See You Later Jason Varitek, Welcome Back Kelly Shoppach


Very slowly the Boston Red Sox are starting to make good decisions in this off-season that up until now has been nothing short of a nightmare which isn't nearly good enough considering how things ended in September.

Today, the team reached a one-year agreement with free agent catcher Kelly Shoppach, formerly of the Tampa Bay Rays and once upon a time a 2001 2nd round draft pick by the Red Sox.

I'm psyched about this move for two simple reasons: 1) it means that Jason Varitek's reign is over at Fenway. 2) It makes one of Boston's AL East rivals worse (in a not so obvious way). He'll make a base salary of $1.35 million in 2012 plus performance bonuses.

Coming out of Baylor University, Shoppach was mostly (9 games in 2005 with the Red Sox) in the minors until 2006 before he was part of a seven-player trade to Cleveland that netted Coco Crisp for Boston.

He's never been known as an offensive catcher although he had a nice season in 2008 with the Indians: 21 home runs, 55 RBIs, .261 batting average, .348 OBP and .517 slugging percentage. For his career, he's hit .224 with a .315 OBP and .417 slugging percentage. He's also coming off a brutal 2011 with the Rays: in 87 games, he had 11 home runs, 22 RBIs and hit .176 with .268 OBP and .339 slugging percentage.

So why am I excited to get this guy that can't hit?
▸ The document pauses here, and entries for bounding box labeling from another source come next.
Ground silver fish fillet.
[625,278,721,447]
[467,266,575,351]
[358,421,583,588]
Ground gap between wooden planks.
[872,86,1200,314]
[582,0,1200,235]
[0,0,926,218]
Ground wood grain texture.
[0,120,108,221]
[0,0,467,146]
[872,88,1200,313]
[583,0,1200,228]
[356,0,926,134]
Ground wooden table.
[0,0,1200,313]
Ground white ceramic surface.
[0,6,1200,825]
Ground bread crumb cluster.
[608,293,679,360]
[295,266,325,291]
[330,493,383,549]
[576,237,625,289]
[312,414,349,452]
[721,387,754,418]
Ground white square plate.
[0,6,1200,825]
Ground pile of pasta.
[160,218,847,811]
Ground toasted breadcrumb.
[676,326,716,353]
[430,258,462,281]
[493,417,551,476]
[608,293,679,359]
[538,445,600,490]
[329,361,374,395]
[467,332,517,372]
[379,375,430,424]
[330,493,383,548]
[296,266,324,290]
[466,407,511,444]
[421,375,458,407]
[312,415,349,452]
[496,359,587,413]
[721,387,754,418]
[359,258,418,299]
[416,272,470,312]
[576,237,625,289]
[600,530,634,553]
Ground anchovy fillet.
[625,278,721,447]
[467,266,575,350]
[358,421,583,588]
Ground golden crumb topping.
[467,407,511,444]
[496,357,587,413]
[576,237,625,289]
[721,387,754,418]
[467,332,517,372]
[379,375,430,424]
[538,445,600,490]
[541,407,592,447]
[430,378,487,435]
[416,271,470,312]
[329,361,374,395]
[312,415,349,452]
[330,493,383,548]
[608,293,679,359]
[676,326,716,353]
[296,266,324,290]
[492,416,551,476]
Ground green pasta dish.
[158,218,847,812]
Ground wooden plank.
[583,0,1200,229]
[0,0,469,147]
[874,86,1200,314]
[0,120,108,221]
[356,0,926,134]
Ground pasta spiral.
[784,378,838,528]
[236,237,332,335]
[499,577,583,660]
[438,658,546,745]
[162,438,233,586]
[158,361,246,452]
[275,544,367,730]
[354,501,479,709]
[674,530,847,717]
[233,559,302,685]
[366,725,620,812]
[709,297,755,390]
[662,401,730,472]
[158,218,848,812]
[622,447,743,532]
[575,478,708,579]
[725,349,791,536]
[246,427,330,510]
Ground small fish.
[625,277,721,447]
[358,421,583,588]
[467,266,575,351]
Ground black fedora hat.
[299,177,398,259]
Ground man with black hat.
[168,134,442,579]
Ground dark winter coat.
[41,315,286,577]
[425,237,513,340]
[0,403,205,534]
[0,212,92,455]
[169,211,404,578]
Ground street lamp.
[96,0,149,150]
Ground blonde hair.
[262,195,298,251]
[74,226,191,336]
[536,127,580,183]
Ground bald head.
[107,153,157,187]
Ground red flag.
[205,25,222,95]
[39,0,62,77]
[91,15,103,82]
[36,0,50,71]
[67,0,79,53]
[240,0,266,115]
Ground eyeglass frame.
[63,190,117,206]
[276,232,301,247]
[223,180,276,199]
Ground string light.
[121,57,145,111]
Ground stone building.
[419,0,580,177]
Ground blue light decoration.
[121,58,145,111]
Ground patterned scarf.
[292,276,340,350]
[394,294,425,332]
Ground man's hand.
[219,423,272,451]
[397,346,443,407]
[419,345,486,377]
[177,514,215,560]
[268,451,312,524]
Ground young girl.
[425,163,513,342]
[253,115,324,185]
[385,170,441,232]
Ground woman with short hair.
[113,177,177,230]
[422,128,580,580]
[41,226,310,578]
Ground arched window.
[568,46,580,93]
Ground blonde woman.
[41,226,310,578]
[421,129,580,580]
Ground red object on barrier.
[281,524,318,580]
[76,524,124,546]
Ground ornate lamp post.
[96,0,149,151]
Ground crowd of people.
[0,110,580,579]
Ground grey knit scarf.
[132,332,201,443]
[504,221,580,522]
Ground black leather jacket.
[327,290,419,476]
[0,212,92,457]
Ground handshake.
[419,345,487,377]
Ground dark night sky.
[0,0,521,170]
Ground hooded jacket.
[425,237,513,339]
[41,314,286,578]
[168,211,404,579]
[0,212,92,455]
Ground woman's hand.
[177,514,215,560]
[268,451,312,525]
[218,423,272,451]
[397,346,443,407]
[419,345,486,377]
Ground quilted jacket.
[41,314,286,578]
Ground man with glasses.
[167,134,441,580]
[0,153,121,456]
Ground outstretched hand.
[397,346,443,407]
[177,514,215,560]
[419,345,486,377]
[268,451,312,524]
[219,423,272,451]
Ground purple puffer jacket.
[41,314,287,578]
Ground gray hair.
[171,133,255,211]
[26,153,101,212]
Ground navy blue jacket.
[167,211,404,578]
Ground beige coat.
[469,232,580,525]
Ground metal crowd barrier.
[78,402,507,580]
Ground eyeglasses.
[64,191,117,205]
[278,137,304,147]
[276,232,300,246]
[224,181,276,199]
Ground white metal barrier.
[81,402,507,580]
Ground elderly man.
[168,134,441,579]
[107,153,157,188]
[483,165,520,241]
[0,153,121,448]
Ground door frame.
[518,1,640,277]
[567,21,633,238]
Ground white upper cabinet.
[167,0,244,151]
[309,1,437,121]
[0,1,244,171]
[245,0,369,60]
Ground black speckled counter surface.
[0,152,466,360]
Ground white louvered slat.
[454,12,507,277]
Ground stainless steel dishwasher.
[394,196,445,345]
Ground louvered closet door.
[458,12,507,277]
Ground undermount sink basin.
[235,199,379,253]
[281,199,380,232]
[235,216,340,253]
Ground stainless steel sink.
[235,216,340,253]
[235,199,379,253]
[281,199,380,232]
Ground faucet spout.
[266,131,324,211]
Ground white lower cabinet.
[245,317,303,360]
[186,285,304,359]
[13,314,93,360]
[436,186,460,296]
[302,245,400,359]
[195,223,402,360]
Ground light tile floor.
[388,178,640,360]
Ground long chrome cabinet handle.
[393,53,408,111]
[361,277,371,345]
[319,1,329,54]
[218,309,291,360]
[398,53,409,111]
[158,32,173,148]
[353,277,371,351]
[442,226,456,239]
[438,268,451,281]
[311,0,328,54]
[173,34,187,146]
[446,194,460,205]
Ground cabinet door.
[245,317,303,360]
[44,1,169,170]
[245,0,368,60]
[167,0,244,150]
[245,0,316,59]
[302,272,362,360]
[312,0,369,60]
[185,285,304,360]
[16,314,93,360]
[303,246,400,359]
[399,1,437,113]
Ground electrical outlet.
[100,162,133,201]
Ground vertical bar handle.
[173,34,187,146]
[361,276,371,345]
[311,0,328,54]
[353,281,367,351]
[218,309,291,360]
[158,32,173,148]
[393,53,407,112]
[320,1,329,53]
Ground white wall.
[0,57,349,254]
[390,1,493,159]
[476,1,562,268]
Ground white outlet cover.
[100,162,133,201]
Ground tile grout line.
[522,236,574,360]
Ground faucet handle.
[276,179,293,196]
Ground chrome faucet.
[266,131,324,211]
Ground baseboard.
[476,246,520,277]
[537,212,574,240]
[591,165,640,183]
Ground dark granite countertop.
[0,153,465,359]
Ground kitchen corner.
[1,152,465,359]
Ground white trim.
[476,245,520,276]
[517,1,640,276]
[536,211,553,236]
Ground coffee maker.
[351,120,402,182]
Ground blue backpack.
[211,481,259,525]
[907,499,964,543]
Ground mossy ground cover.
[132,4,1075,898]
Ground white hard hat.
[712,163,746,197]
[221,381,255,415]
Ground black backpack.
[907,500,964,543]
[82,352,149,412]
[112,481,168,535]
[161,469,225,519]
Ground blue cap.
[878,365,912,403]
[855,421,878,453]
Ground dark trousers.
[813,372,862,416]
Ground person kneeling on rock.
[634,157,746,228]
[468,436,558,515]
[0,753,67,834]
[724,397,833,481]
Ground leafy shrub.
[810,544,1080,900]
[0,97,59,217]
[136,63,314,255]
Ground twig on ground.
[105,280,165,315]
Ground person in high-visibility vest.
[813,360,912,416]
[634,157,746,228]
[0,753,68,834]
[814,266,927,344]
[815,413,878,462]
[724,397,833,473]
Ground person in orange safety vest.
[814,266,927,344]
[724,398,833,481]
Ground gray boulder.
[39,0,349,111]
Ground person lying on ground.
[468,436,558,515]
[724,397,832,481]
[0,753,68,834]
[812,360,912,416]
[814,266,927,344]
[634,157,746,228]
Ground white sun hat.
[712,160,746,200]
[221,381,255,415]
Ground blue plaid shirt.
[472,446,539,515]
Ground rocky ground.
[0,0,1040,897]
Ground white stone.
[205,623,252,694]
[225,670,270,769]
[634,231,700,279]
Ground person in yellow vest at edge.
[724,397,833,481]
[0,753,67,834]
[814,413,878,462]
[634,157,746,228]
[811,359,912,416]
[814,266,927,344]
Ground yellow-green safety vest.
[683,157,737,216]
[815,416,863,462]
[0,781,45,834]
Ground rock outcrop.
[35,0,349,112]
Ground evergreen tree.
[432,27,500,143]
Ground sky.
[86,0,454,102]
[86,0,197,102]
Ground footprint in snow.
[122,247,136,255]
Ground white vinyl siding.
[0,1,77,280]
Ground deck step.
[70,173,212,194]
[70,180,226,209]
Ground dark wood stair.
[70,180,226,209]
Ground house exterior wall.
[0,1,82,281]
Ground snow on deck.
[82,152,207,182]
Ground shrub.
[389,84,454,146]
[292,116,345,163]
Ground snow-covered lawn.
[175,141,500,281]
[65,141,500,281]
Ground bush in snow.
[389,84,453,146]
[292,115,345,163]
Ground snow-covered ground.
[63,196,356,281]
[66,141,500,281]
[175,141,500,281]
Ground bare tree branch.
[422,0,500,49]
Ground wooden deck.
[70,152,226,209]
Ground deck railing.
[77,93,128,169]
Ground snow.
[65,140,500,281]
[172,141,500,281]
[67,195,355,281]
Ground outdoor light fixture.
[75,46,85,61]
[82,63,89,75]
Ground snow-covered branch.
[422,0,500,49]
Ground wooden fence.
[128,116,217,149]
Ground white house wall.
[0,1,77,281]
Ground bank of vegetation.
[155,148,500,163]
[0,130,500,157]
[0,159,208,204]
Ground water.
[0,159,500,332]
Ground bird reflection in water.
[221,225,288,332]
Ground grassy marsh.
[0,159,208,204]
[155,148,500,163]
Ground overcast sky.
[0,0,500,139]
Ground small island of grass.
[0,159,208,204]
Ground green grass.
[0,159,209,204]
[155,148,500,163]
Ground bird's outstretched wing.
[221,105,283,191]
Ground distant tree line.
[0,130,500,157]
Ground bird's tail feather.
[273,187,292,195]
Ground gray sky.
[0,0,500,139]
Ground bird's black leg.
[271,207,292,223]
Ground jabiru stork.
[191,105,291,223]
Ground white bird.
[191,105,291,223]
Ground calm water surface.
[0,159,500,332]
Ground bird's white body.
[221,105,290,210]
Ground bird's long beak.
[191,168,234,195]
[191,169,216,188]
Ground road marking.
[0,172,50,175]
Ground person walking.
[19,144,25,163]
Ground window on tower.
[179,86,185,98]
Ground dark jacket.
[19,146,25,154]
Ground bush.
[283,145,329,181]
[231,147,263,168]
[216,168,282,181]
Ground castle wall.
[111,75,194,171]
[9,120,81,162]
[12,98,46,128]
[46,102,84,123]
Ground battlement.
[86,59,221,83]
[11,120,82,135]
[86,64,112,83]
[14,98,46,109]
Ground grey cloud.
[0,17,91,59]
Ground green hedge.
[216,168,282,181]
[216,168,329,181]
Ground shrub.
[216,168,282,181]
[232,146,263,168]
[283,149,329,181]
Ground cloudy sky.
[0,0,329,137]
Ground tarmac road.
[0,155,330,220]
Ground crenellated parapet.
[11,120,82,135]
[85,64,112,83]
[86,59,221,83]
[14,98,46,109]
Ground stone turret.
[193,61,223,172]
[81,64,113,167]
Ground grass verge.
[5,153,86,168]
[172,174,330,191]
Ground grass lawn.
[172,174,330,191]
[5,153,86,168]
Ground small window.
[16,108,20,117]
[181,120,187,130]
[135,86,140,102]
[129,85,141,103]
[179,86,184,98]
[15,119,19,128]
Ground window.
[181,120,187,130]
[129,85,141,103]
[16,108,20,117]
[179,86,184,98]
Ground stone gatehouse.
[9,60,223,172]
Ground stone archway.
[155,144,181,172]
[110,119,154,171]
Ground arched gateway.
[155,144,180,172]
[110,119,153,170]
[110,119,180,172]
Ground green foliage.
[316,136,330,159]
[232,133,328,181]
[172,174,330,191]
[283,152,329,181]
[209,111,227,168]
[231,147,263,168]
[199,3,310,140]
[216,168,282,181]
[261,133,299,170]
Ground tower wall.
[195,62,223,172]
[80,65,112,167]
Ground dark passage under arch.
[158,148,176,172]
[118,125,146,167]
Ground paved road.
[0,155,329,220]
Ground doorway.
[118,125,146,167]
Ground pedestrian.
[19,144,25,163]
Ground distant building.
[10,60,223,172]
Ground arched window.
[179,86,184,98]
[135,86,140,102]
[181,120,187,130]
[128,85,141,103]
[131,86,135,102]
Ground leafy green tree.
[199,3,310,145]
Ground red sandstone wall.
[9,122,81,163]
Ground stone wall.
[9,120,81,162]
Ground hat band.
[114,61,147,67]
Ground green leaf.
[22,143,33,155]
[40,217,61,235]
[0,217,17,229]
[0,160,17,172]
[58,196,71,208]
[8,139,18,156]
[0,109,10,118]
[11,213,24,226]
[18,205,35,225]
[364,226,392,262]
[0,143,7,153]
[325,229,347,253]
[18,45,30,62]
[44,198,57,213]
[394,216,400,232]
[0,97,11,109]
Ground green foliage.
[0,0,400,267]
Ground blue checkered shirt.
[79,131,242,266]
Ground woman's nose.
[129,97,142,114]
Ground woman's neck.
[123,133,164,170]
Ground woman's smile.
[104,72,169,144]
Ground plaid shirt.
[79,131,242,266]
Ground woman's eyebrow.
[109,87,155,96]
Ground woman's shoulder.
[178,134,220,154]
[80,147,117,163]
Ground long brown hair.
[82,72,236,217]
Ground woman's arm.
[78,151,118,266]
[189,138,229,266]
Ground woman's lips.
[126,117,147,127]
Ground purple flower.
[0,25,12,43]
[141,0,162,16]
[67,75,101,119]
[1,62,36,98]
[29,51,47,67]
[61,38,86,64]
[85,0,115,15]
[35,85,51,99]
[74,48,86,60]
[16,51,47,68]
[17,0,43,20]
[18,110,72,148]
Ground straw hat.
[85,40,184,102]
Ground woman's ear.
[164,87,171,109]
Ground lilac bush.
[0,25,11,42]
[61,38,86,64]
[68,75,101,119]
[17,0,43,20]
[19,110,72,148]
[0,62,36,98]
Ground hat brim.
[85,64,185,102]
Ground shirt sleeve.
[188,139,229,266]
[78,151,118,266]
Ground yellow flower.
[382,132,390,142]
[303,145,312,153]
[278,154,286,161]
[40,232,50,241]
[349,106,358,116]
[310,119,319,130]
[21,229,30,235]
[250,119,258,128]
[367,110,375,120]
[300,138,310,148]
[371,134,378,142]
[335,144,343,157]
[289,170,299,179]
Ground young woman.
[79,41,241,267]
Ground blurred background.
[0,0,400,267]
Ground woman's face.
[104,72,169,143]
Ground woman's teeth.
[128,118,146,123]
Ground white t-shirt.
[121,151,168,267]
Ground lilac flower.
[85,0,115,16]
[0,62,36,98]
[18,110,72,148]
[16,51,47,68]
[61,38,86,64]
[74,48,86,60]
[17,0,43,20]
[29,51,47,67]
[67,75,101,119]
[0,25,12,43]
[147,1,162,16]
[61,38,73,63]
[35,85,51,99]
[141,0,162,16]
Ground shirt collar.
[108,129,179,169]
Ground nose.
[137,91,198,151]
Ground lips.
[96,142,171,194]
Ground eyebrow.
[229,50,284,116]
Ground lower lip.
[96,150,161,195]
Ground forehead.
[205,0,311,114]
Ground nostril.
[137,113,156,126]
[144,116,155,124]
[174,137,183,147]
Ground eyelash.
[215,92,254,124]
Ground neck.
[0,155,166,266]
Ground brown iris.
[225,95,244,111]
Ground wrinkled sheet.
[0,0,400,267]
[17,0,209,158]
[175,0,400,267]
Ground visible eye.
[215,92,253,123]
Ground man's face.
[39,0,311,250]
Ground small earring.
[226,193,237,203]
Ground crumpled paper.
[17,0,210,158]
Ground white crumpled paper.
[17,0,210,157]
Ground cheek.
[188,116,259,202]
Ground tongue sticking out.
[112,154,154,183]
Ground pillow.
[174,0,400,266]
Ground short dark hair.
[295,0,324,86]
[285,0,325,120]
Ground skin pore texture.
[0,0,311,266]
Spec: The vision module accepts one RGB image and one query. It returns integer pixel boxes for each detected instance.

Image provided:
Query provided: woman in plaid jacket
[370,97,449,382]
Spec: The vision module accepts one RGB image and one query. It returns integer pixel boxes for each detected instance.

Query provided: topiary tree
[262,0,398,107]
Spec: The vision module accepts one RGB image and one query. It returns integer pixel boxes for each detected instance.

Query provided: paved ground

It's all because of his defensive prowess, something the Red Sox have lacked in recent years with their catchers. Shoppach led the American League in 2011 by throwing out 41% of base-runners.

I respect Varitek for all he did in the past for the Red Sox, 2004, 2007, blah blah blah (most years, games and homers in team history for a catcher) but it's a joke how long him and Tim Wakefield have basically held the team hostage. They haven't been good players for years but for the Pink Hat fan value, they've been kept around past their welcome like a washed up mall Santa (see the Christmas theme I used there?). Like Mike Felger says, the Red Sox had to get over their case of sacred cowism.

It also means that while Jarrod Saltalamacchia will be the starter for the near future, this gives promising Ryan Lavarnway time to work on his game in Pawtucket. No doubt, he'll be called up at times since catchers always get banged up and miss time during the excruciating 162 game regular season.

Since Salty struggles so much against lefties (.603 OPS) and Shoppach excels (.909 career OPS against lefties, fourth-highest in MLB), it makes perfect sense that they'll be a nice platoon combination for new manager Bobby Valentine.